The presentation opened with Christopher Ezzell who shared with us his inspiration from and appreciation of the simplicity and thoughtful aesthetic of the Japanese tea room and how he has incorporated this into his own work.
He shared photos of his redesign of a dark and cluttered sculpture studio/workshop into a light open space that blurs the lines dividing inside and out. Chris also created the Drinking the Moon Teahouse, which I was fortunate to see at Bellevue Arts Museum last year.
We enjoyed wagashi (tea sweets) while watching a short Smithsonian film about Japanese gardens and tea ceremony entitled, "Dream Window".
With the tranquility and beauty of the gardens fresh in our minds, we received matcha in beautiful chawan (tea bowls).
We learned that an artisan may give a tea implement a poetic name when presenting it to a tea person and that item will be most valuable while both parties are alive. The most valuable tea items are still in use, while those seemingly priceless tea items you might see on display at a museum have much less value because the relationship has been severed by death.
Christopher Shaw kicked off the second half of the presentation by asking everyone to share how they came to tea, either at that moment or in their lives in general. Some grew up with tea, some had treasured moments drinking tea with loved ones, some discovered tea in their travels, and some took an interest in tea through events like this.
Cristopher shared his practice of enlightenment, finding inspiration in his environment and experiences.

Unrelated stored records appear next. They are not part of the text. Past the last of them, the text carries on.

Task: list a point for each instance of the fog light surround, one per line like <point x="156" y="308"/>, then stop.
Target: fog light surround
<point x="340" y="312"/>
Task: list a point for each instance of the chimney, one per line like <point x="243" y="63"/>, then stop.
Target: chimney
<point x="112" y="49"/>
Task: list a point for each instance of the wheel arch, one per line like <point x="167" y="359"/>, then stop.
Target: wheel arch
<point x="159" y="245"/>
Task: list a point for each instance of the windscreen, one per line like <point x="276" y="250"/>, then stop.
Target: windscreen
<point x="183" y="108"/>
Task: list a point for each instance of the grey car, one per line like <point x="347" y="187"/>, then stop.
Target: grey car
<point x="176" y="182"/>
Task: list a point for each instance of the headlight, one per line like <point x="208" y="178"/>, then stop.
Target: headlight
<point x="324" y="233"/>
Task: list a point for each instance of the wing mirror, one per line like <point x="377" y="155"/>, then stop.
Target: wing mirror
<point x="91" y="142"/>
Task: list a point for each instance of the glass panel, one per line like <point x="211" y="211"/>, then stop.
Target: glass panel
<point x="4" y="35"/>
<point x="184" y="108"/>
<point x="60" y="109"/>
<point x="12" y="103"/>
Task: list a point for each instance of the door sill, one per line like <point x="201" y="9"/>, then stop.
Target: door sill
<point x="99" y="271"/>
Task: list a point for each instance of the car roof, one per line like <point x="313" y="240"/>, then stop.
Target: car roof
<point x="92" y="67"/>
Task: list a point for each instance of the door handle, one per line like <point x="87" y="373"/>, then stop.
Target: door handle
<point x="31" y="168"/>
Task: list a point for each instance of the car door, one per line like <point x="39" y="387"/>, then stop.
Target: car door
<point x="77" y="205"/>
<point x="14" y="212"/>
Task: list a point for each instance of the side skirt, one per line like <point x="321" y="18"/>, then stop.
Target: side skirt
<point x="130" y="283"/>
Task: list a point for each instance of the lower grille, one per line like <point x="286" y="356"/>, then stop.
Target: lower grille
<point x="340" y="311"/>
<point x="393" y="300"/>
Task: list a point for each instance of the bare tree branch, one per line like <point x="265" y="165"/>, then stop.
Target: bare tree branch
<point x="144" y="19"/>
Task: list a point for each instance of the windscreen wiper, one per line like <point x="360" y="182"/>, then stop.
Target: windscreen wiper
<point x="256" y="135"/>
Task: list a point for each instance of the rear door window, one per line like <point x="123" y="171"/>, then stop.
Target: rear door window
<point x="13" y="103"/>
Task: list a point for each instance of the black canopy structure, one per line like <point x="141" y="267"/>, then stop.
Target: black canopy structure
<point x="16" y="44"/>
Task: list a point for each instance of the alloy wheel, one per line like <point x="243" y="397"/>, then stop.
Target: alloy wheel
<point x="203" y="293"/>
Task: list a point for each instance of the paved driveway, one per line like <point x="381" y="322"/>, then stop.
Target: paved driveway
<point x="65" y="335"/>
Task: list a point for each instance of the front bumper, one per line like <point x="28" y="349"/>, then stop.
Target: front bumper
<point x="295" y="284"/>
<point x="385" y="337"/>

All the teapots and ceramics used during this portion of the event were created by Chris whose work is also on display at Phoenix Tea in Burien. He described his journey into creating teaware and his initial reluctance at a time when so many artists had set a trend for creating teaware without knowing about tea.
Thanks to Christopher Ezzell, Christopher Shaw and the volunteers from Northwest Tea Festival for the inspiring presentation and delicious tea!